Однажды смирная Валя пришла много позже ее и с трусиками в сумочке. Забыла провинциальная дуреха, стаскивая с себя платье, что сразу осталась ни в чем, взвизгнула по-собачьи, глядя в открытые Ольгины глаза, залопотала что-то о голом ночном купании, но Ольга милостиво отпустила ей грехи.

– Да перестань! – сказала. – Лучше скажи, стоило того?
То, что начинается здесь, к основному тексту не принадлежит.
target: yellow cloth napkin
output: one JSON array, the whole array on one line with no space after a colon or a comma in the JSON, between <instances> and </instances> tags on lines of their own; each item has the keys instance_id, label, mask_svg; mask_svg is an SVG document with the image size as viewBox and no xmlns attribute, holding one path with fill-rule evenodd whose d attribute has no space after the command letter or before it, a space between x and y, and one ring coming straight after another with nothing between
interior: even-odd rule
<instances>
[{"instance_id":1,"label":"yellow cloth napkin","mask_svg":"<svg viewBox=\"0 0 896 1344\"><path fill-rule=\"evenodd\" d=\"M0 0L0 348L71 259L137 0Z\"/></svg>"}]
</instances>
Париж стоил мессы?

Валя застопорилась в осмыслении слов, узнав в лицо только Париж по сочинению «Собор Парижской Богоматери», но вопрос сам по себе не дошел.

– А? – переспросила она.

– Ну… дядька был на уровне?

– Ой! – тихонечко взвизгнула Валя. – Да мы так… Дурачились… Несерьезно же…

– Спи, – сказала Ольга. – И успокойся.

Сама же спать не могла. Думалось про это. Желание было острым и оскорбительным, как насилие. Как то насилие, что было в ее жизни, оно тогда тоже началось с острого желания, только у другого человека, и он счел себя вправе поступить так, как хотело его желание. «Какая дурь! – подумала Ольга. – При чем тут та сволочь? Как я могу сравнивать?»

– В человеке столько зверя, сколько он его в себя допустит, – сказала она, вернувшись из санатория. Блестяще золотистая, с облупленным кончиком носа, с горяче-молочным дыханием, она задрала юбку, чтобы продемонстрировать полоску кожи под кромочкой трусиков. Золото бедер просто слепило. – Я допустила в себя зверя, сколько его влезло, и урчу теперь над суповой косточкой. Он – профессор Членов. Его мозги ценятся в валюте, но и остальное – тоже высший разряд. У нас не совсем совпали сроки. Он приехал на десять дней позже. Счастье, что у меня как раз кончились месячные. Скажу главное. Буду разбивать семью. Так это на языке протокола?